Wednesday, June 15, 2016

The Rise of Managed Care Spurs Hunt for Doctors


Albeit the ups and downs of the medical field, doctors are still considered hot property by many companies. Companies that manage physicians are on the constant look out for primary care specialists which include internists, pediatricians and generalists. According to an investment banker, the companies and their board of directors know the value of the primary care doctors and believe them to be the ace of healthcare in this day and age.

With the nation's supply of these doctors, already short by thousands of physicians, changes in the nation's health care system will accelerate demand for them. This is because of the growth of managed care systems which use primary care doctors as gatekeepers to cut the cost of health care by reducing the number of tests, drugs and visits to specialists that patients get. Managed care companies are trusted by federal and state governments as well as the private sector to cut down on health care costs.

Companies that manage physicians purchase physician teams and market them to health maintenance firms and hospitals who then market the health care services to individuals or the organizations they work for. The last few years has kept the rise of doctor management firms steadily as when it first started back in the 1980s. Start up capital requires aid of medical insurance firms, individual health professionals and capitalists that engage in high risk business ventures. Generally, medical stocks have been depreciating but surprisingly, publicly traded care management firms are on a continuous climb.

There are many advantages in joining these care management groups for doctors. A hundred thousand dollars or more are the numbers that initiate the auspicious doctors. They will then receive a long term contract that could go up to 30 years and guarantee at least $ 100,000 annual income as well as protection from financial setbacks that come with the ever-changing face of medical reform. Physicians of care management companies receive salaries as estimable as those without management firms.

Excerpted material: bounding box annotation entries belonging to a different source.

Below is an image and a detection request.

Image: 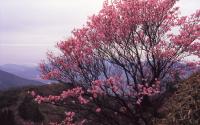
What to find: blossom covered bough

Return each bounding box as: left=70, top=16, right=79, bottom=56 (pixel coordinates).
left=35, top=0, right=200, bottom=125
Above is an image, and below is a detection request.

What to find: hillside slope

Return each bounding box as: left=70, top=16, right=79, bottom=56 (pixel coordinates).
left=0, top=70, right=44, bottom=90
left=156, top=73, right=200, bottom=125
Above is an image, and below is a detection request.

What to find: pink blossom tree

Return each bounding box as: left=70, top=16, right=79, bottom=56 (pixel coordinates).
left=35, top=0, right=200, bottom=125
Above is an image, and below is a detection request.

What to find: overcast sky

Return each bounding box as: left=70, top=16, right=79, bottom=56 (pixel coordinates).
left=0, top=0, right=200, bottom=65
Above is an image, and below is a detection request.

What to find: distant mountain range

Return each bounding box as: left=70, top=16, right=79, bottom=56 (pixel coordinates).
left=0, top=70, right=45, bottom=90
left=0, top=64, right=51, bottom=83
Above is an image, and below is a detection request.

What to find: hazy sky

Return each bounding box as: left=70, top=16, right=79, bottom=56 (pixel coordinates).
left=0, top=0, right=200, bottom=65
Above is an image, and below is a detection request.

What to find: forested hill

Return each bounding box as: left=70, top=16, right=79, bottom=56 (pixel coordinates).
left=0, top=70, right=44, bottom=90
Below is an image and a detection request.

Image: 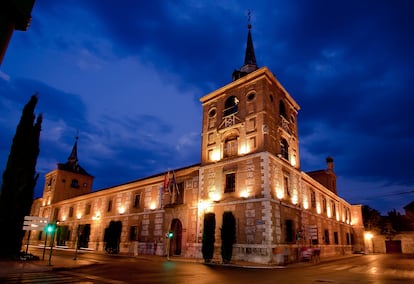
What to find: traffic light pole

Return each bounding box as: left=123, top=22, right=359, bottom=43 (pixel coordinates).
left=47, top=225, right=56, bottom=265
left=167, top=238, right=171, bottom=261
left=25, top=231, right=32, bottom=257
left=42, top=231, right=47, bottom=260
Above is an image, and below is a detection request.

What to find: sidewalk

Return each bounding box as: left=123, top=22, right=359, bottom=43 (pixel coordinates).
left=0, top=248, right=357, bottom=277
left=0, top=255, right=98, bottom=276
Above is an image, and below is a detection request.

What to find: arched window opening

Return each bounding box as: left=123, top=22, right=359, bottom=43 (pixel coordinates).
left=279, top=101, right=287, bottom=119
left=223, top=136, right=238, bottom=157
left=280, top=139, right=289, bottom=160
left=223, top=96, right=239, bottom=116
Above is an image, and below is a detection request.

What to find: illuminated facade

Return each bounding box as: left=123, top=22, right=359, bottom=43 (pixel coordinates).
left=27, top=22, right=364, bottom=263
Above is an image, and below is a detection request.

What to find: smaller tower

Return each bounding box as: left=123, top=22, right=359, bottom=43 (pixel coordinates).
left=307, top=157, right=338, bottom=195
left=232, top=11, right=259, bottom=81
left=43, top=137, right=94, bottom=205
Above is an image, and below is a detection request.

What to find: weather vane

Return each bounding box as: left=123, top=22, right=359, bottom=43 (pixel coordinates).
left=247, top=9, right=252, bottom=30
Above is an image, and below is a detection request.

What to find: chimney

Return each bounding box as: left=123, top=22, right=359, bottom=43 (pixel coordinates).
left=326, top=157, right=334, bottom=171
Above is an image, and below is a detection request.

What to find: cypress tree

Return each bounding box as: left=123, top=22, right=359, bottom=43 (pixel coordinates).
left=201, top=213, right=216, bottom=262
left=0, top=94, right=42, bottom=257
left=221, top=211, right=236, bottom=263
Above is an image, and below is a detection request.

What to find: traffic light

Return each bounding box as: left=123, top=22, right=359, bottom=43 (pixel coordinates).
left=46, top=223, right=55, bottom=234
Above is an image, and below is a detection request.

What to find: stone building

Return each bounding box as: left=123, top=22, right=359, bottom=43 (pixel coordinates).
left=27, top=22, right=364, bottom=263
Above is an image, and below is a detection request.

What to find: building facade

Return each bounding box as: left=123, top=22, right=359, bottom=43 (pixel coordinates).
left=27, top=22, right=364, bottom=263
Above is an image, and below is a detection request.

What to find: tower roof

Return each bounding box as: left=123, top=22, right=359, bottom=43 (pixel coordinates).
left=233, top=11, right=259, bottom=81
left=58, top=136, right=90, bottom=176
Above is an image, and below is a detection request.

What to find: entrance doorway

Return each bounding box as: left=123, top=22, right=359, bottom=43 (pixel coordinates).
left=385, top=240, right=402, bottom=253
left=170, top=219, right=183, bottom=255
left=78, top=224, right=91, bottom=248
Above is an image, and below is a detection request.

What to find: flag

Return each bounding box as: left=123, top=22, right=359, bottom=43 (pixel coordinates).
left=162, top=171, right=171, bottom=193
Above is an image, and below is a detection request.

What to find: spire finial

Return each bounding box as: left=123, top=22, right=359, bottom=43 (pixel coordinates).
left=247, top=9, right=252, bottom=30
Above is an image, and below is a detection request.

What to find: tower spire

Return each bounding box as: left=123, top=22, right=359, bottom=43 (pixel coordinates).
left=58, top=135, right=89, bottom=175
left=68, top=135, right=79, bottom=164
left=233, top=10, right=259, bottom=81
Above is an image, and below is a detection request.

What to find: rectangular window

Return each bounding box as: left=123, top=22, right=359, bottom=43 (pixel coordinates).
left=323, top=230, right=329, bottom=245
left=285, top=220, right=295, bottom=243
left=129, top=226, right=138, bottom=241
left=224, top=173, right=236, bottom=193
left=322, top=197, right=327, bottom=214
left=249, top=137, right=256, bottom=152
left=173, top=182, right=184, bottom=204
left=85, top=203, right=91, bottom=215
left=311, top=190, right=316, bottom=208
left=53, top=208, right=59, bottom=221
left=224, top=137, right=238, bottom=157
left=283, top=176, right=290, bottom=197
left=133, top=194, right=141, bottom=208
left=106, top=200, right=112, bottom=212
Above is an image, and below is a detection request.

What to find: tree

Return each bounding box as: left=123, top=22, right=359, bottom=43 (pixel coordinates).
left=362, top=205, right=381, bottom=232
left=221, top=211, right=236, bottom=263
left=0, top=94, right=42, bottom=257
left=201, top=213, right=216, bottom=262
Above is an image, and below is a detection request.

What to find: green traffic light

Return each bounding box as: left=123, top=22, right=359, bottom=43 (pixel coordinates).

These companies also make sure that they cover the most arduous tasks like billing, human resource management, writing checks, leasing space and copy equipment and most importantly obtaining insurance for malpractice cases. Engaging physicians to work closer to eight hours per day instead of being on call at an uncertain number of hour is something that these firms also undertake. In the corporate oversight that grows from an interest of magnifying the bottom line, patients might get short changed and this is something many fear.

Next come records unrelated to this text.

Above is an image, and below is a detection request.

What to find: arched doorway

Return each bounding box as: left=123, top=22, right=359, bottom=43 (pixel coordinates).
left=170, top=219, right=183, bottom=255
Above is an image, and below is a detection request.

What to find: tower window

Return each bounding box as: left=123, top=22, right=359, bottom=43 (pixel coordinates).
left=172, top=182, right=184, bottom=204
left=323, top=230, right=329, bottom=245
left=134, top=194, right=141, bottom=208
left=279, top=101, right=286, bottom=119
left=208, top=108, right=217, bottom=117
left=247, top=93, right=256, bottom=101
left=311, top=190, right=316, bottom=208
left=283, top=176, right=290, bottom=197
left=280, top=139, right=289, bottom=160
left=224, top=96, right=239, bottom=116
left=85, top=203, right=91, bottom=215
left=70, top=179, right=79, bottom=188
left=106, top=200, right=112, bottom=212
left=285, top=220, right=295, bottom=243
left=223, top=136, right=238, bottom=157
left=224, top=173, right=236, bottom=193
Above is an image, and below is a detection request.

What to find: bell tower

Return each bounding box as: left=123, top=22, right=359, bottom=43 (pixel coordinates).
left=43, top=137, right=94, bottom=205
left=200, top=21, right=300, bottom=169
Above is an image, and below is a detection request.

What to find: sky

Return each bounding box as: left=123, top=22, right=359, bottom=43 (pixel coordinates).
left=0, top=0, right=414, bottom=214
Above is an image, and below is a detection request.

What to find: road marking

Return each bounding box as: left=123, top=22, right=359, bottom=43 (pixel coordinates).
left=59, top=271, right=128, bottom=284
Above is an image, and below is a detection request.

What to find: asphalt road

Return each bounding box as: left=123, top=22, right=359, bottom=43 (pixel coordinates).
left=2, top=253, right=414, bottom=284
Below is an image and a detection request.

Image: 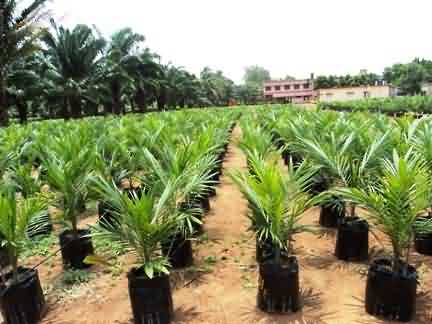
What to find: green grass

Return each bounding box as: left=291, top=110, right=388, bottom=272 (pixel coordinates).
left=20, top=234, right=59, bottom=259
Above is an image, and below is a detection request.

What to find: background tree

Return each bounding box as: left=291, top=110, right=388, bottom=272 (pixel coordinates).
left=42, top=20, right=106, bottom=118
left=0, top=0, right=46, bottom=125
left=384, top=59, right=426, bottom=95
left=103, top=28, right=145, bottom=114
left=243, top=65, right=271, bottom=88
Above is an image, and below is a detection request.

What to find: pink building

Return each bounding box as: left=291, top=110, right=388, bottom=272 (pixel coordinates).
left=264, top=75, right=317, bottom=103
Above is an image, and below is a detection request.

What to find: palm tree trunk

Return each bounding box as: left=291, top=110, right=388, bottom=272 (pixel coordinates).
left=0, top=73, right=9, bottom=126
left=111, top=82, right=123, bottom=115
left=16, top=99, right=28, bottom=124
left=62, top=97, right=71, bottom=120
left=69, top=96, right=82, bottom=119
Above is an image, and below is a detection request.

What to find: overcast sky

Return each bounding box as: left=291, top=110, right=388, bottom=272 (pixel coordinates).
left=52, top=0, right=432, bottom=82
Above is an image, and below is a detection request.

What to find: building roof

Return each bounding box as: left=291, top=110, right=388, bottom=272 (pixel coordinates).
left=264, top=79, right=311, bottom=85
left=317, top=84, right=394, bottom=91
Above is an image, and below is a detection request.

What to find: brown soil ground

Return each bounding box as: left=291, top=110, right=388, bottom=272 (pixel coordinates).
left=19, top=128, right=432, bottom=324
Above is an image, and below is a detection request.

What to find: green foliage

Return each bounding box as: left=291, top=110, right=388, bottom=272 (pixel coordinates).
left=318, top=96, right=432, bottom=115
left=43, top=127, right=95, bottom=231
left=20, top=234, right=58, bottom=260
left=231, top=159, right=319, bottom=257
left=335, top=151, right=432, bottom=271
left=92, top=177, right=182, bottom=278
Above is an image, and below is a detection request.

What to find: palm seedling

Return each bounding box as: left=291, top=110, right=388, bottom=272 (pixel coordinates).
left=0, top=184, right=47, bottom=324
left=407, top=120, right=432, bottom=255
left=43, top=132, right=95, bottom=268
left=231, top=159, right=320, bottom=312
left=337, top=151, right=432, bottom=321
left=92, top=177, right=184, bottom=323
left=142, top=139, right=216, bottom=267
left=299, top=122, right=389, bottom=260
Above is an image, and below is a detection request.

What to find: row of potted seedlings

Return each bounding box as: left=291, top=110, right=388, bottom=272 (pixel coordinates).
left=264, top=109, right=432, bottom=321
left=0, top=113, right=235, bottom=324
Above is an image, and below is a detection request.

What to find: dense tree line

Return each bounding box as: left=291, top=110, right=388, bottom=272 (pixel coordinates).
left=315, top=58, right=432, bottom=95
left=0, top=0, right=260, bottom=125
left=384, top=58, right=432, bottom=95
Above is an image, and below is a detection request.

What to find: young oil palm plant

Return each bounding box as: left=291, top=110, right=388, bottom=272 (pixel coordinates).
left=231, top=159, right=320, bottom=312
left=407, top=119, right=432, bottom=255
left=336, top=151, right=432, bottom=321
left=299, top=122, right=389, bottom=261
left=142, top=142, right=216, bottom=268
left=0, top=184, right=47, bottom=324
left=92, top=177, right=184, bottom=323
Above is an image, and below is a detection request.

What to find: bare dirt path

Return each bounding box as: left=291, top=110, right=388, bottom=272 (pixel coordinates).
left=34, top=127, right=432, bottom=324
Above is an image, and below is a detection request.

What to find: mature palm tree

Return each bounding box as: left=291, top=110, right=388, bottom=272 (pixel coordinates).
left=43, top=20, right=105, bottom=118
left=103, top=28, right=145, bottom=114
left=129, top=48, right=163, bottom=112
left=0, top=0, right=46, bottom=125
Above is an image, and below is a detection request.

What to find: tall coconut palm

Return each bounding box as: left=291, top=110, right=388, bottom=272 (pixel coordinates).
left=0, top=0, right=46, bottom=125
left=103, top=28, right=145, bottom=114
left=42, top=20, right=106, bottom=118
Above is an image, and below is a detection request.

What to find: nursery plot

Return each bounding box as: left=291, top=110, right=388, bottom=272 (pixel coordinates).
left=2, top=107, right=432, bottom=324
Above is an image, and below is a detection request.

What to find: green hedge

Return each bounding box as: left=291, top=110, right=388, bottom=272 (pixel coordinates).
left=318, top=96, right=432, bottom=115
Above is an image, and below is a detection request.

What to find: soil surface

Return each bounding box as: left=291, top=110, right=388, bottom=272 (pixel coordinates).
left=18, top=127, right=432, bottom=324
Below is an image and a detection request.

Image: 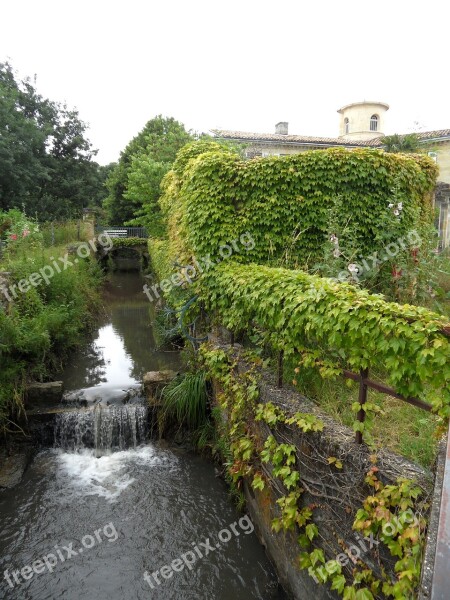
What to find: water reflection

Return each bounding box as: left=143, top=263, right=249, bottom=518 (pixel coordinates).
left=59, top=272, right=180, bottom=391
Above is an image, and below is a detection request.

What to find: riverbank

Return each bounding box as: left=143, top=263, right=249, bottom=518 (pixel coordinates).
left=0, top=242, right=103, bottom=436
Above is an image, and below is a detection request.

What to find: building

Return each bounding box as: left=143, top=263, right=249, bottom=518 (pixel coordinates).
left=213, top=101, right=450, bottom=248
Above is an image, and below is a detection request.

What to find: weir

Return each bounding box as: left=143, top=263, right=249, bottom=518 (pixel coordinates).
left=55, top=404, right=148, bottom=457
left=0, top=271, right=286, bottom=600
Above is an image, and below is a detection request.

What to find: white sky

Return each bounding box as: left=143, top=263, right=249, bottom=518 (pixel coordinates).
left=0, top=0, right=450, bottom=164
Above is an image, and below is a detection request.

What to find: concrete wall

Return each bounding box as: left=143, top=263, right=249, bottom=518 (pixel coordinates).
left=435, top=182, right=450, bottom=250
left=214, top=346, right=433, bottom=600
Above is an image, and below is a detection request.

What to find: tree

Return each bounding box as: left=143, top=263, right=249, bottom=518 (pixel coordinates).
left=0, top=63, right=106, bottom=220
left=105, top=115, right=194, bottom=227
left=383, top=133, right=420, bottom=152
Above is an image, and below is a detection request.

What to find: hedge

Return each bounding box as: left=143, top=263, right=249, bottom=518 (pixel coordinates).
left=161, top=142, right=437, bottom=268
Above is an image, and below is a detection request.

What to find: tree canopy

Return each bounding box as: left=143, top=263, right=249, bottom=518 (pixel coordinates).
left=0, top=63, right=110, bottom=221
left=104, top=115, right=194, bottom=230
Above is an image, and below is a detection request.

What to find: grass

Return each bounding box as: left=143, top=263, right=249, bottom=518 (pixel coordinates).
left=162, top=371, right=208, bottom=431
left=40, top=221, right=90, bottom=248
left=0, top=239, right=102, bottom=430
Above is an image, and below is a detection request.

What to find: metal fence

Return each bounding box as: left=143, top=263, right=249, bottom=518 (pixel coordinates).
left=95, top=225, right=148, bottom=239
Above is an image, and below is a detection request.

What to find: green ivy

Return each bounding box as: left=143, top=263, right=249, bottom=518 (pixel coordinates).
left=201, top=261, right=450, bottom=417
left=161, top=142, right=437, bottom=267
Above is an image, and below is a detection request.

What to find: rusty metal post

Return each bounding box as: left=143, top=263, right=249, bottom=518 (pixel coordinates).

The doctors are encouraged to practice their craft under the careful supervision of their superiors that watch over their work ensuring that adequate quality of service persists as costs are minimized. Many physicians find it quite hard to bear with the thought of working with a boss that will ensure they don't exceed the budget allocation. But it has been stated by analysts that time is the best judge if care management firms can adhere to their promises that doctors won't have patients in assembly lines making them skimp on service and that the level of financial reward or shortage will not compromise health care quality.